Cerca

Cronaca

Presunte torture nel carcere di Cerialdo, a Cuneo dieci agenti a processo

Le accuse riguardano episodi avvenuti tra il 2021 e il 2022 ai danni di cinque detenuti pakistani. Il dibattimento inizierà il 2 ottobre

Presunte torture nel carcere di Cerialdo, a Cuneo dieci agenti a processo

Presunte torture nel carcere di Cerialdo, a Cuneo dieci agenti a processo (foto di repertorio)

Un processo destinato a far discutere e a sollevare interrogativi delicati sul funzionamento del sistema penitenziario. A Cuneo si apre oggi il dibattimento sulle presunte violenze avvenute nel carcere di Cerialdo, dove dieci tra agenti e ufficiali della polizia penitenziaria sono chiamati a rispondere, a vario titolo, di accuse molto pesanti. Secondo la Procura, alcuni detenuti avrebbero subito trattamenti definiti “inumani e degradanti”, configurando il reato di tortura, uno dei capi d’imputazione più gravi contestati nel procedimento.

Il processo riguarda presunti episodi avvenuti tra il 2021 e il 2022 e coinvolge cinque detenuti di origine pakistana che si sono costituiti parti offese nel procedimento. Le accuse muovono da un’inchiesta che ha ricostruito una serie di interventi violenti all’interno dell’istituto penitenziario.

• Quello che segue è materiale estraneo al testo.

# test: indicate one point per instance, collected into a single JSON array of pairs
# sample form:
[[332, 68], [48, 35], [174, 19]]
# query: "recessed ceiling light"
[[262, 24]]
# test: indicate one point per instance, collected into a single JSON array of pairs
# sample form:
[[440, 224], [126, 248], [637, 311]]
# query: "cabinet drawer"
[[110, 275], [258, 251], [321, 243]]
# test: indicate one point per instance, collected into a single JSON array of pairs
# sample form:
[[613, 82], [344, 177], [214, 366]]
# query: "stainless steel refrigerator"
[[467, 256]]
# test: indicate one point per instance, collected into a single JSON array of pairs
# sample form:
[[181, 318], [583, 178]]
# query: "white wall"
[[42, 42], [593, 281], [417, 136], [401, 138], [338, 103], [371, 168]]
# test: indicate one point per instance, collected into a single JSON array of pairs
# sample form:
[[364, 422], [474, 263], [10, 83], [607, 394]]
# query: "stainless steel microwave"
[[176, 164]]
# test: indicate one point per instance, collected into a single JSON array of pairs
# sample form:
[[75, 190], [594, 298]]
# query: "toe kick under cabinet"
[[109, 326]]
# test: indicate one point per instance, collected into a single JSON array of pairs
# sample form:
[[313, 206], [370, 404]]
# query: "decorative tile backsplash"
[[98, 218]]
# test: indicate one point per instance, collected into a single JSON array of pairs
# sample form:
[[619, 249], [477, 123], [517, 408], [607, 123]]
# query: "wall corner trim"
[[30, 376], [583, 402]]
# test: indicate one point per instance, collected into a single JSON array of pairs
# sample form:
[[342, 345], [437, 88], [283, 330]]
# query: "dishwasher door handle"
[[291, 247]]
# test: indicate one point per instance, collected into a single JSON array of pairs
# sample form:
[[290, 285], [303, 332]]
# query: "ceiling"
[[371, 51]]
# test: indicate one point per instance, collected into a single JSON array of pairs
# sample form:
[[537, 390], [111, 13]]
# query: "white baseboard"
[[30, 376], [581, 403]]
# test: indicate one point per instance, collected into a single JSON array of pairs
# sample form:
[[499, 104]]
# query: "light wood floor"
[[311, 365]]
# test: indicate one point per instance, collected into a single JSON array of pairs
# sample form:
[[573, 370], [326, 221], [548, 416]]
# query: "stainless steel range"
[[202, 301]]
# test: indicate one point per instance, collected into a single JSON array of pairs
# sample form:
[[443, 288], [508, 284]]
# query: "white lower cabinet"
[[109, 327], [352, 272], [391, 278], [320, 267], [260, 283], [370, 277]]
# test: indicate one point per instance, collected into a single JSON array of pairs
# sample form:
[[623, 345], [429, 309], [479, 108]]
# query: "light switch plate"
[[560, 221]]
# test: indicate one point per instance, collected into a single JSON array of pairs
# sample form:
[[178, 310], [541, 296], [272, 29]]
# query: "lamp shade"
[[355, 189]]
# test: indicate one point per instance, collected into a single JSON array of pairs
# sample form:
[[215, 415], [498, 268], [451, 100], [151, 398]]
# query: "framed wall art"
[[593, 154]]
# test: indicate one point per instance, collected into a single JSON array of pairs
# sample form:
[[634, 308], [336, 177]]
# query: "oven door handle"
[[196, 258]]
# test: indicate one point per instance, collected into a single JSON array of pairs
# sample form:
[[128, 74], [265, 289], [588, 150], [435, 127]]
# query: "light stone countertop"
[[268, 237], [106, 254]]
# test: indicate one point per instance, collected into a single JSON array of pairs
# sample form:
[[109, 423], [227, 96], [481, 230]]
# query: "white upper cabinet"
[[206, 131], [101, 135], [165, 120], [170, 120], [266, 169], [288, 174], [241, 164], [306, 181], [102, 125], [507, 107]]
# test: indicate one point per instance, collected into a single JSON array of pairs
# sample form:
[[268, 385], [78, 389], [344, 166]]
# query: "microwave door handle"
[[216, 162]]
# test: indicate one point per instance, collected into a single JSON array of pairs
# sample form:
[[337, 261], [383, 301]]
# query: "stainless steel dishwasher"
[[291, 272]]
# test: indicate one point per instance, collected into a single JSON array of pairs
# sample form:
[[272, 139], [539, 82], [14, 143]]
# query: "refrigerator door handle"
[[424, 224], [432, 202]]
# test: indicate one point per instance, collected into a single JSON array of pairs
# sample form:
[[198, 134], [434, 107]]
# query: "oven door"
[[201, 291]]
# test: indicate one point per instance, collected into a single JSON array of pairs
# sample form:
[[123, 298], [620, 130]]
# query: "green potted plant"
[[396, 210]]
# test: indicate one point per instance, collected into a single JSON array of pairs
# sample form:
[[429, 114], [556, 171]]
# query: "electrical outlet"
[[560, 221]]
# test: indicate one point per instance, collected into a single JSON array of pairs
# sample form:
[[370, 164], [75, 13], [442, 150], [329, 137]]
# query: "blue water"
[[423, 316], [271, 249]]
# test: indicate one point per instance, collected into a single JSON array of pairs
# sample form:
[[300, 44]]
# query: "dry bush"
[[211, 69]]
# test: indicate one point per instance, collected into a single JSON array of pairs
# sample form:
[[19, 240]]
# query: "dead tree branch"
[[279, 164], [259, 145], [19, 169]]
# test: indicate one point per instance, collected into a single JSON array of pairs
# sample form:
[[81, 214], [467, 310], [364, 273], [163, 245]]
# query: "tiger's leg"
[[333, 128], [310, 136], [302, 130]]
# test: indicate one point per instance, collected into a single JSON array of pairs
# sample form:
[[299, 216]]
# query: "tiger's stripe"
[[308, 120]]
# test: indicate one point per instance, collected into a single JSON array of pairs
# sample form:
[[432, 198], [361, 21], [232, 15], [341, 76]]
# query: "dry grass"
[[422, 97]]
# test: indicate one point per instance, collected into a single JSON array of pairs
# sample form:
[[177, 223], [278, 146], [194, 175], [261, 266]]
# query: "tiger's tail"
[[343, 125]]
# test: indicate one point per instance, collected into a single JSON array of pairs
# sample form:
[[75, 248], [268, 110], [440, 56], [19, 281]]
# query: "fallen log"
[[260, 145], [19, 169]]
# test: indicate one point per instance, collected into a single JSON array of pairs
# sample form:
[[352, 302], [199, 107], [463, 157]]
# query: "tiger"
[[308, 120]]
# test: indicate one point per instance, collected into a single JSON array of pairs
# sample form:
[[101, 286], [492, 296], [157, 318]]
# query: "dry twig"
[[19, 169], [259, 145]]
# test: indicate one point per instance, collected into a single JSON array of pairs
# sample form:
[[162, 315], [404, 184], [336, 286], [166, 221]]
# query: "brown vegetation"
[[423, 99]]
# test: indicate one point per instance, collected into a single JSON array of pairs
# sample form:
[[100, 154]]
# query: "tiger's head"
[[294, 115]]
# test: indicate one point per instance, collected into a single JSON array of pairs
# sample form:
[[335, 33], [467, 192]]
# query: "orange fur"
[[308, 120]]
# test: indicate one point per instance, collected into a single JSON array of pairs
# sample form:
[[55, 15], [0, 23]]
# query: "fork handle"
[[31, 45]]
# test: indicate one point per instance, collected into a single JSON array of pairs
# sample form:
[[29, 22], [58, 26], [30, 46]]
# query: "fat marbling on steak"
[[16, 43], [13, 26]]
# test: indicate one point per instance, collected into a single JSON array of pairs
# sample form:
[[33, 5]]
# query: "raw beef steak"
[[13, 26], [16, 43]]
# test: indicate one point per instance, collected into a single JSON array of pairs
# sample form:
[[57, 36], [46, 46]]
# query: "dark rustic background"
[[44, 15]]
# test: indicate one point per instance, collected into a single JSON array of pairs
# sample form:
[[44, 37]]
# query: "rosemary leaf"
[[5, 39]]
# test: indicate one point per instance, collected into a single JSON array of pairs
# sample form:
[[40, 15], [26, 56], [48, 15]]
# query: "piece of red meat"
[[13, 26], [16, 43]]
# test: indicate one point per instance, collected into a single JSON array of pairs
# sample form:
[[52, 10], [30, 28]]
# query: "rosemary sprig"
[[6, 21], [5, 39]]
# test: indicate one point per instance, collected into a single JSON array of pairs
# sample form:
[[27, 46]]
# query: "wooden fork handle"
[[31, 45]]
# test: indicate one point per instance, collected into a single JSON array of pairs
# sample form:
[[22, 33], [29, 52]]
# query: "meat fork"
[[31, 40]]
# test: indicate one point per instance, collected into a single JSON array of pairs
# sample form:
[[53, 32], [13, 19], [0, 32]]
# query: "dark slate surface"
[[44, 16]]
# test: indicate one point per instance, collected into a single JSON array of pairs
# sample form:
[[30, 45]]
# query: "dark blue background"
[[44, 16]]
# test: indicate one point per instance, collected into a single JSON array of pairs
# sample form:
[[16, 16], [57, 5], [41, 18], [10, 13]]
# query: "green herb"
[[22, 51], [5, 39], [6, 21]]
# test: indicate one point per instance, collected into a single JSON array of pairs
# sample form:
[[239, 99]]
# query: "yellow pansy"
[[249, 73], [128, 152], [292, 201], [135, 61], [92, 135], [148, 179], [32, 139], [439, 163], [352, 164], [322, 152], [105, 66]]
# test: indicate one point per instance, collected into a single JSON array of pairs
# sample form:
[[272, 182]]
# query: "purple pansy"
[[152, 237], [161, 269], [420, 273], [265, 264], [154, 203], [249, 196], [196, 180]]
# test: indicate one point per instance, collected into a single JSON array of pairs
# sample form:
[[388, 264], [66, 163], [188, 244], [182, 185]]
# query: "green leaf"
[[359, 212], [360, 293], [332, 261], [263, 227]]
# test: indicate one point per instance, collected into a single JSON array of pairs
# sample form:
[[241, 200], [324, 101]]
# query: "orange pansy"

Al centro dell’indagine c’è in particolare quanto sarebbe accaduto nella cella 417, da cui – secondo la ricostruzione accusatoria – avrebbe avuto origine un pestaggio poi proseguito nei locali dell’infermeria del carcere. Gli investigatori ritengono che quell’episodio non sia stato isolato: il fascicolo processuale include infatti altri tre fatti distinti, avvenuti nello stesso istituto nello stesso arco temporale.

Per gli imputati che hanno scelto di affrontare il processo con rito ordinario, le contestazioni complessive sono diciotto. Tra loro figurano quattro agenti che, secondo l’accusa, avrebbero partecipato direttamente alle violenze, oltre all’allora comandante della polizia penitenziaria del carcere di Cerialdo, Erminia Froio, a cui viene contestata l’omessa denuncia dei fatti.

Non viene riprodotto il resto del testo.